Scott Brison talks about trade with Colombia

Liberal trade critic Scott Brison made the news last week by proposing an amendment to Bill C-2 – the Canada-Colombia Free Trade Agreement – that would see human rights monitoring as part of the agreement. It was something both the Liberals and the Conservative government could support, which has become an example of cross-party cooperation in the current Parliament. I caught up with Brison after Question Period today.

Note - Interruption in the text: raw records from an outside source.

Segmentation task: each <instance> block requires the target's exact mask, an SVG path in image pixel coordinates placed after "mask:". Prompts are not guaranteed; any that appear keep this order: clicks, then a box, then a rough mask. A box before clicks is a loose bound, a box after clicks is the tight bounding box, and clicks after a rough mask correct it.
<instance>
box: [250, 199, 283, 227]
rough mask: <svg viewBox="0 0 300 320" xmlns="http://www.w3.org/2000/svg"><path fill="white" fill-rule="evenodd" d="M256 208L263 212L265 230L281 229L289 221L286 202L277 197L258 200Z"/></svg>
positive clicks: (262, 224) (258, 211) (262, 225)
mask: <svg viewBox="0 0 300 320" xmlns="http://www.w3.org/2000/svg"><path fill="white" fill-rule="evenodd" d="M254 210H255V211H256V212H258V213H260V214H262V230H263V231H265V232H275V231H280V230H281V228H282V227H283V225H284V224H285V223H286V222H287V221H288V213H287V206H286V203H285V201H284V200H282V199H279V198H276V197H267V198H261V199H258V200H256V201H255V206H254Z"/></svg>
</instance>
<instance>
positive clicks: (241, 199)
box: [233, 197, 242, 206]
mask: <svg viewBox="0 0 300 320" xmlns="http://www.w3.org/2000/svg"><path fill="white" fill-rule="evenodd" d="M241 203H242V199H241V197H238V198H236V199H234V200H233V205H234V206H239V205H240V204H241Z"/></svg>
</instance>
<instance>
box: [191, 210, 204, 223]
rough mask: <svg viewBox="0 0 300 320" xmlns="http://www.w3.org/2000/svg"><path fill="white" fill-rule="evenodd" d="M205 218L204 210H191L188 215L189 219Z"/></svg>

Q: Your amendment on the Colombia Free Trade Agreement – how is that coming along?
A: The government has stated in the House that it will support the amendment at the committee, and we already have attained an agreement from the Colombian government. As such, this will be a game-changer in terms of international free-trade agreement negotiations in that it will ensure that on an ongoing basis, human rights will continue to be on the table and part of the discussion for the duration of free trade agreements, not just during the negotiation of them.

Q: I’ve read about how this has come about because you have made these relations with your counterparts, and the Conservatives haven’t. Has this made you more effective as a critic than the minister has been?
A: I’ve known the minister of trade for Colombia for several years through the World Economic Forum’s Young Global Leaders programme, and that relationship has certainly helped. We had started discussions on this several months ago, going back to late August in Bogota, in China in September, some discussions in the fall, and then in January, I actually approached the government – I approached Minister Day with the idea broadly. The Harper government didn’t think that the Colombian government would approve of this approach. I formally approached President Uribe at a bilateral meeting, with President Uribe and Minister Luis Plata in January at the World Economic Forum, and President Uribe almost immediately broadly expressed support for the initiative, and encouraged his ministers – foreign minister Bermudez and Trade Minister Plata – to continue and to finalise negotiations on it. We were able to achieve it – we concluded the negotiations with the Colombians around March 10th and took it to the Conservative government after that.

Q: There’s a new bill for free trade with Jordan now. Would you push to have a similar agreement there?
A: We’ll see what happens at committee. I’ll be interested to see how this proceeds to committee, and certainly the committee – we’re not ruling anything out, we’ll be asking tough questions as we do on all free trade agreements, but I do think that it has the capacity to become standard with free trade agreements as we go forward.